Я заглянула в ванную. Она выглядела, будто там кого-то убили: кровь на полу, на ванной, на стенках раковины. Она доверху была забросана кусками бинтов — он пытался остановить кровотечение. На дне — деформированный кусочек металла. Пахло спиртом и скотобойней.
Я убрала мусор и вымыла все, чего он касался. Протерла спиртом инструменты и убрала в аптечку. Руки дрожали. Андрей не захотел отвечать, но я знала, куда он ходил и зачем. В этот раз получил отпор. Неожиданный. Он не признается, но его ранило в перестрелке. Судя по старой крови, ранило еще прошлой ночью, но домой он не пошел. Перевязал себя кое-как и ходил с пулей. Боялся привести врагов за собой?
Я тяжело вздохнула и отнесла аптечку в комнату с запасами. Любопытство взяло вверх и я посмотрела, что еще есть в коробках. Еда, патроны, несколько бутылок с водой, деньги в пластиковых пакетах, медикаменты… Предусмотрительно.
Несмотря на три капсулы антибиотиков, ночью у него началась лихорадка.
Я спала чутко, и около пяти меня разбудили странные звуки. Послушав с минуту, как он стонет и мечется в постели, я пошла к нему.
— Андрей? — не включая свет, я присела на край кровати.
Он лежал на спине, весь в испарине. Стонал в забытье — время действия морфина закончилось. Я наклонилась и увидела, что глаза открыты. Мутные, застывшие — Андрей меня не узнавал.
Или вообще не понял, что не один в комнате.
— Андрей? — повторила я, положила ладонь на лоб — и чуть не обожглась.
Вдруг он перехватил запястье.
— Прохладная… Так приятно. Ты все-таки пришла…
У него был хриплый, неразборчивый шепот, но больше всего поразило, что он был полон страдания и нежности.
— Ты пришла ко мне… — он поцеловал горячими спекшимися губами ладонь. — Любимая… Ласточка моя… Дина.
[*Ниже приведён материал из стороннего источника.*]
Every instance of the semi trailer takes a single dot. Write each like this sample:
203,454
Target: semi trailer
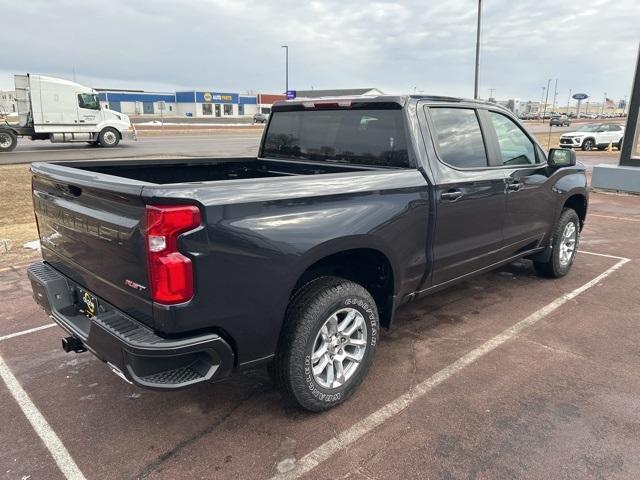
59,110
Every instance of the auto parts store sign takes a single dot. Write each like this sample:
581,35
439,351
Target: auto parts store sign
214,97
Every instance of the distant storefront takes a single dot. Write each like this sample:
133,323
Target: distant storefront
190,103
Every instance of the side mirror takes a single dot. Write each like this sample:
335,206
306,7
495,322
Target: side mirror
561,157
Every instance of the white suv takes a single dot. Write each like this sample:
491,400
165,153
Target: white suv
593,135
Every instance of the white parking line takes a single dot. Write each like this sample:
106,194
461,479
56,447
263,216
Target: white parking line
614,217
25,332
50,439
377,418
605,255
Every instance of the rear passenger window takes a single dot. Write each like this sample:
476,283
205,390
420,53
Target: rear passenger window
458,137
515,147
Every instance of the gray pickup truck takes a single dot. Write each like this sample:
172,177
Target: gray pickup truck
177,272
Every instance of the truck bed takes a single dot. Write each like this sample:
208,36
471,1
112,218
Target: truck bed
163,172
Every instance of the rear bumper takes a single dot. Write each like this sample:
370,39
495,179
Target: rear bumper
131,349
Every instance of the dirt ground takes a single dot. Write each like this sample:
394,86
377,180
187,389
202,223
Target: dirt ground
17,225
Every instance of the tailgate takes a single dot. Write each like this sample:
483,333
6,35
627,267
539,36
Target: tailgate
90,228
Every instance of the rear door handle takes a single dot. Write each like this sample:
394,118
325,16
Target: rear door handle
451,195
514,186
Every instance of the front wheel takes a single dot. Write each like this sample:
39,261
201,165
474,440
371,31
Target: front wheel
8,141
327,343
109,137
564,246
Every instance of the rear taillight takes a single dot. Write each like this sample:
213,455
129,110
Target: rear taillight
170,272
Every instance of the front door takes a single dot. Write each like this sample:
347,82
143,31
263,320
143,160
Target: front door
531,203
470,196
88,111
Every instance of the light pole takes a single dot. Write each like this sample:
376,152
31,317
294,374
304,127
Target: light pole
477,76
546,100
286,49
555,96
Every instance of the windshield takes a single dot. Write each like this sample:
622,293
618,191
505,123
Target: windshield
592,127
365,137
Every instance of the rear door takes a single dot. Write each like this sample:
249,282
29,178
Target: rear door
469,195
91,230
530,201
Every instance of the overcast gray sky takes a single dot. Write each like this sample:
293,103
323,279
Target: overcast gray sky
234,45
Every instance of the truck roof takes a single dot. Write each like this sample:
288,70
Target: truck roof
387,100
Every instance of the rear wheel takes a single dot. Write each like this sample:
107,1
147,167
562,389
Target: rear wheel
109,137
327,343
564,246
8,141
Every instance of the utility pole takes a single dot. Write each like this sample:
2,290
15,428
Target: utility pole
546,100
477,76
286,48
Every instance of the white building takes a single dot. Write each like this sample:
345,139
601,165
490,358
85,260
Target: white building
138,102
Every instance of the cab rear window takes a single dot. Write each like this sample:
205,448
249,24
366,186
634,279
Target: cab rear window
364,137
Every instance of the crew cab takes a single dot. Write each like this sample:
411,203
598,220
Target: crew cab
178,272
594,135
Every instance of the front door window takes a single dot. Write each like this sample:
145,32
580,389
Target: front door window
515,147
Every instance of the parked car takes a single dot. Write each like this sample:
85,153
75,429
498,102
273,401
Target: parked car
594,135
260,118
178,272
559,121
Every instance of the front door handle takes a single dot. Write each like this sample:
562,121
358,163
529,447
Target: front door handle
451,195
514,186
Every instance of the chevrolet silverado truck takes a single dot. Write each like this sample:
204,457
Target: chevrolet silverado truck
178,272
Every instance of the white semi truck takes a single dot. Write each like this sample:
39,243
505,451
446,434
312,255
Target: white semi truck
62,111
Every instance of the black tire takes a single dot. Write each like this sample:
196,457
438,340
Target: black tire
588,145
109,138
555,267
8,141
309,311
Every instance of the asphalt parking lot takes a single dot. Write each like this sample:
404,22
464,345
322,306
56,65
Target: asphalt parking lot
504,376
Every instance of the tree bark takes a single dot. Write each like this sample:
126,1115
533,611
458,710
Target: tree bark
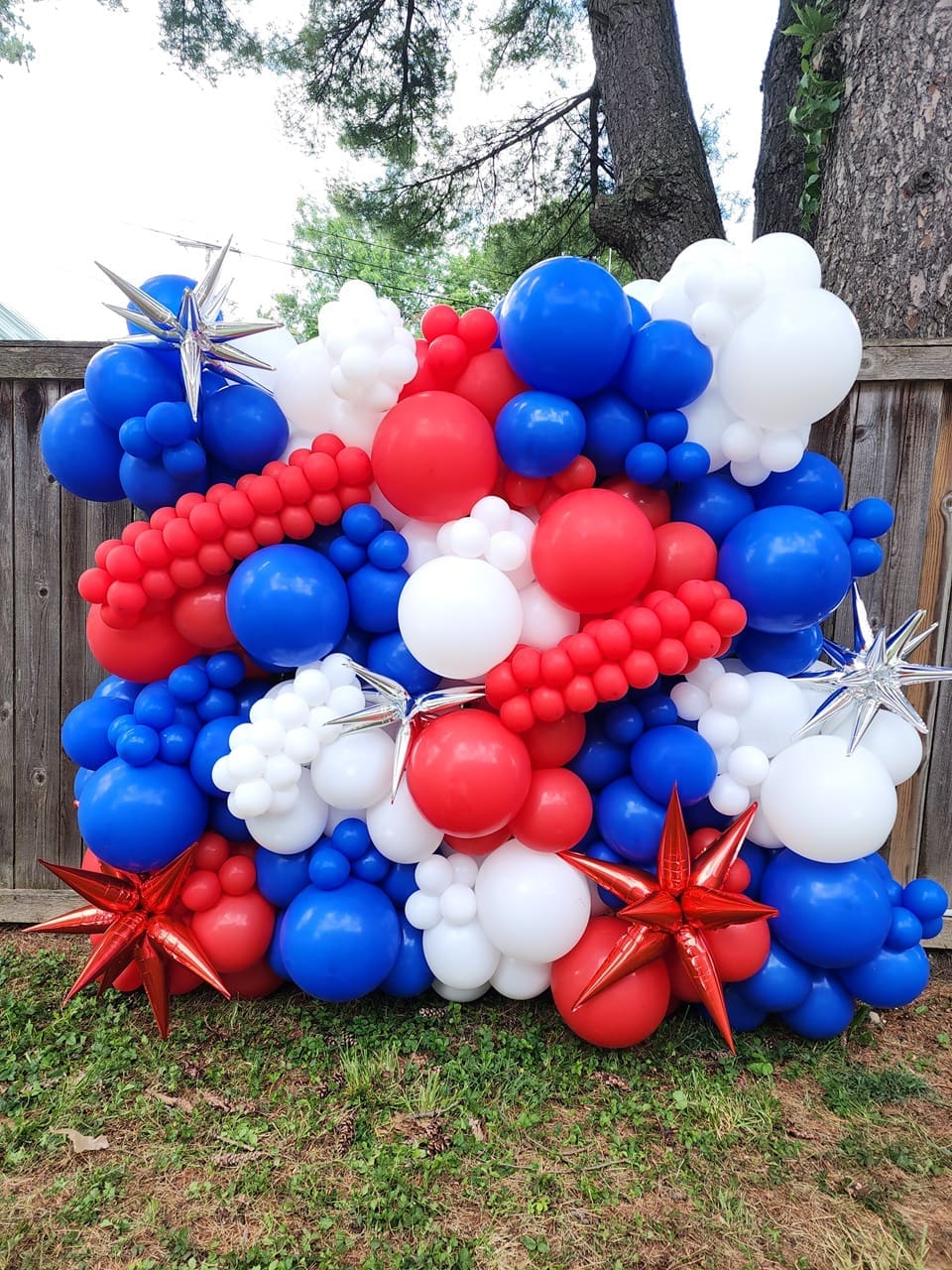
883,234
778,180
664,197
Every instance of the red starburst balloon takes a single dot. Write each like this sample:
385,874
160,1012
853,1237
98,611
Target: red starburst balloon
134,915
676,907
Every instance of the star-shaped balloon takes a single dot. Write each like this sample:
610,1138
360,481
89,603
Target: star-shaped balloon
134,915
873,675
199,336
389,702
675,908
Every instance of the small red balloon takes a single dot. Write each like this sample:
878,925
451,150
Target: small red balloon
624,1014
593,550
434,456
468,774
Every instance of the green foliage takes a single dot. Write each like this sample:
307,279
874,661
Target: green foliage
817,96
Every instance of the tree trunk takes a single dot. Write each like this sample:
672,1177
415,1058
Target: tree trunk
664,197
778,180
883,234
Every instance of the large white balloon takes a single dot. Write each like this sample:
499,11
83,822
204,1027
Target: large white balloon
792,359
532,905
460,617
825,804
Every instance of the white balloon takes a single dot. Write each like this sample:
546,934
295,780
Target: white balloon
532,905
828,806
460,617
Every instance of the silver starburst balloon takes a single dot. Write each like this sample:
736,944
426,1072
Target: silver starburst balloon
200,339
873,675
389,702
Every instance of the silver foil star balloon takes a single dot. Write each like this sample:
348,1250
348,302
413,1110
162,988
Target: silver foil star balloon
200,339
389,702
873,675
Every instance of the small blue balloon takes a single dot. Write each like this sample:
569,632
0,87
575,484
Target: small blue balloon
670,756
287,604
80,451
787,567
666,366
140,818
826,1011
125,380
539,434
340,944
565,326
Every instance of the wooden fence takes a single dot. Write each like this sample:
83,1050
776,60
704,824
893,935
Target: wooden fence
892,439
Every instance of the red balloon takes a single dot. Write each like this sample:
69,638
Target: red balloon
434,456
468,774
556,813
489,381
552,744
684,553
624,1014
593,550
236,931
199,616
150,651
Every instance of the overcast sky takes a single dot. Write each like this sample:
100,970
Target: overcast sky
112,154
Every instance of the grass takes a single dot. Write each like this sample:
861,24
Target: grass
286,1134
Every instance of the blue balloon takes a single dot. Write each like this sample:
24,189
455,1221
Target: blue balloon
565,326
826,1011
666,366
411,974
787,567
629,821
815,483
830,915
80,451
670,756
125,381
539,434
715,503
340,944
612,427
287,604
783,982
783,654
243,426
85,730
140,818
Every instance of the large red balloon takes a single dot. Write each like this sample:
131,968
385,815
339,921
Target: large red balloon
556,813
593,550
468,774
434,456
150,651
624,1014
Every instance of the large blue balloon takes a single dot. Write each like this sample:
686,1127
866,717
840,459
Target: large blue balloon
140,818
244,427
830,916
80,451
125,380
565,326
287,604
666,366
340,944
787,567
539,434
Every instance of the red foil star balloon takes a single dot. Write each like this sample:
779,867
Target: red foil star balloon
134,915
684,901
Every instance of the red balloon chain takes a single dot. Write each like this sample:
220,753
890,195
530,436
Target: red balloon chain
204,535
664,634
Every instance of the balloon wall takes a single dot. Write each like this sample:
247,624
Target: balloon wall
494,658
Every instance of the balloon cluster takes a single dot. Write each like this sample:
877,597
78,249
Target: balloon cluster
502,606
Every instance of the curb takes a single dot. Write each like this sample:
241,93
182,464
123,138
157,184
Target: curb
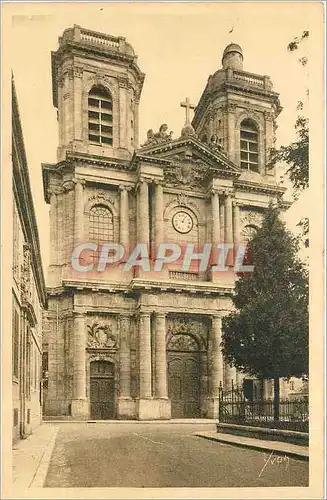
260,446
43,466
119,422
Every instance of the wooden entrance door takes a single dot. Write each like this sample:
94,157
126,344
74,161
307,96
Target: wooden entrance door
102,390
184,384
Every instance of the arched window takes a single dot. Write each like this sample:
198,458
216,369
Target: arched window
248,233
101,228
100,116
249,146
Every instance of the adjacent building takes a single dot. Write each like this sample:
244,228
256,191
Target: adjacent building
28,293
132,343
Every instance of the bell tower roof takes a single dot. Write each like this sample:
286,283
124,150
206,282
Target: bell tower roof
233,47
233,57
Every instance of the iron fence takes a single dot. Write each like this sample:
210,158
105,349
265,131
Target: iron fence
235,408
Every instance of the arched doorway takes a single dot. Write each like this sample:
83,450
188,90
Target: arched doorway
102,390
184,371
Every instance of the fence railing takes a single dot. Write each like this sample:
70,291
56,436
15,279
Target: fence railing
234,408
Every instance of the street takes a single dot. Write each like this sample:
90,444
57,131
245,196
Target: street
161,455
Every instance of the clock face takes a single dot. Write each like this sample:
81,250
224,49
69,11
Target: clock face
182,222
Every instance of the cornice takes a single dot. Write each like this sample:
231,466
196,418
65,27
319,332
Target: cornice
215,156
24,199
138,285
259,187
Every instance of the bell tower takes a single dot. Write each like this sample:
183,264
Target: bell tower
238,110
96,85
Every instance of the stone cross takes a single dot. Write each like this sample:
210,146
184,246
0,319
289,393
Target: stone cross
187,105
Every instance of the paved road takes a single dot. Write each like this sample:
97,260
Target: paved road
166,455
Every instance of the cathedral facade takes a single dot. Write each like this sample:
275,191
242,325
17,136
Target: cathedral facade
127,342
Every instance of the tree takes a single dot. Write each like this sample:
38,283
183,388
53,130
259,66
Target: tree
267,335
296,154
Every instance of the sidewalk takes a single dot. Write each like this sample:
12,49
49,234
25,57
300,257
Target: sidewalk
278,447
31,457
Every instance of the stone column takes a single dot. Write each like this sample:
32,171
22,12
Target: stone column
236,223
159,222
124,359
145,355
215,237
229,376
228,236
160,356
143,213
53,229
216,367
217,357
79,212
215,227
80,408
125,404
123,140
78,115
124,219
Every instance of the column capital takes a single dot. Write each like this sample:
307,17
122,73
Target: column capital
160,314
228,193
79,314
157,182
68,186
144,314
124,318
55,190
146,179
77,181
216,316
125,187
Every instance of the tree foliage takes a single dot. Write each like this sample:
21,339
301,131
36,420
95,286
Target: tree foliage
296,154
267,335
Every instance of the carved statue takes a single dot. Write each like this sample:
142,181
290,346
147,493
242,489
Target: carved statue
215,145
101,336
159,137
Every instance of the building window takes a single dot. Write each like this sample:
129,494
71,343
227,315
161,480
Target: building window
28,363
15,244
249,146
15,342
100,116
101,227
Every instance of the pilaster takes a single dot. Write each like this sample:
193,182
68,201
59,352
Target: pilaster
80,406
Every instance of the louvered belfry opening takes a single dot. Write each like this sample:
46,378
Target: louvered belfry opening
100,116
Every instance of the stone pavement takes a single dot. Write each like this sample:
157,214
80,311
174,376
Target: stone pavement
278,447
35,457
31,457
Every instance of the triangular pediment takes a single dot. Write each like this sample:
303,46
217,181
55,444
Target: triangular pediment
188,161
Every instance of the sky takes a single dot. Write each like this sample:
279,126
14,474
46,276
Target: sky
178,47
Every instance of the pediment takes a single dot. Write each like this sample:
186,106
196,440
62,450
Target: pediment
189,162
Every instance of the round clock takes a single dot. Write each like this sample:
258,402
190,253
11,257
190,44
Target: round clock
182,222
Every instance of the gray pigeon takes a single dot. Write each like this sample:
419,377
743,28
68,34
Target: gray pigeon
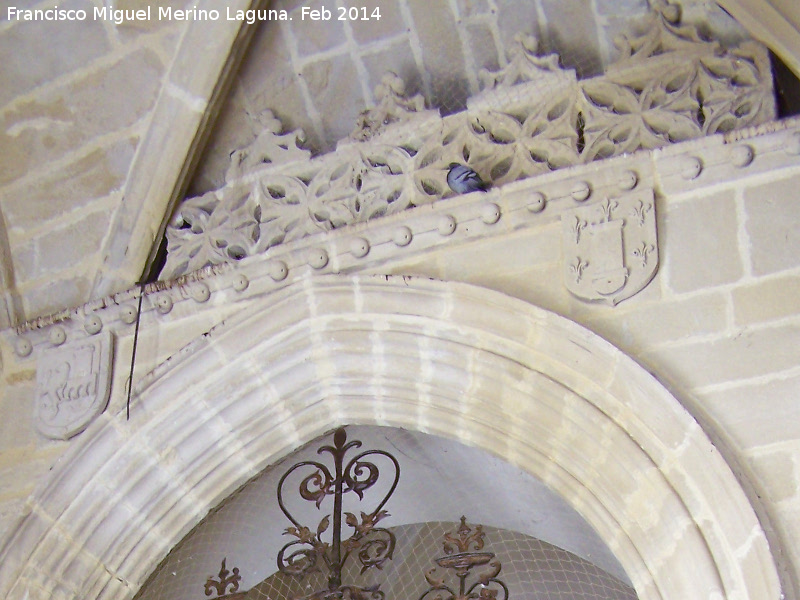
464,180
Ты пришла…
Я не посмела отнять руку, хотя слова, тепло и ласка предназначались другой. Даже в сердце укололо. Он бредит, но этот ночной бред такой искренний… Я смотрела на него, а по щеке внезапно скатилась слеза: таких чувств, как в его голосе, я не слышала. Он делал подарки, защищал, у нас был крышесносный секс, я будущая мать его ребенка, но мне он не говорил слов с такой любовью.
Безумной, полной жажды и страсти.
До этого момента я вообще не чувствовала в нем жизни.
Он меня не любит.
Любит ее — ту изнасилованную девушку, о которой рассказывал.
Дину.
Я была его утешением. Отдушиной после долгого воздержания. Он размяк, мной увлекся, но я была нужна, чтобы заткнуть дыру в душе. А настоящие чувства — ей. Если бы он умер этой ночью: в бреду и с ее именем на губах, она никогда бы об этом не узнала.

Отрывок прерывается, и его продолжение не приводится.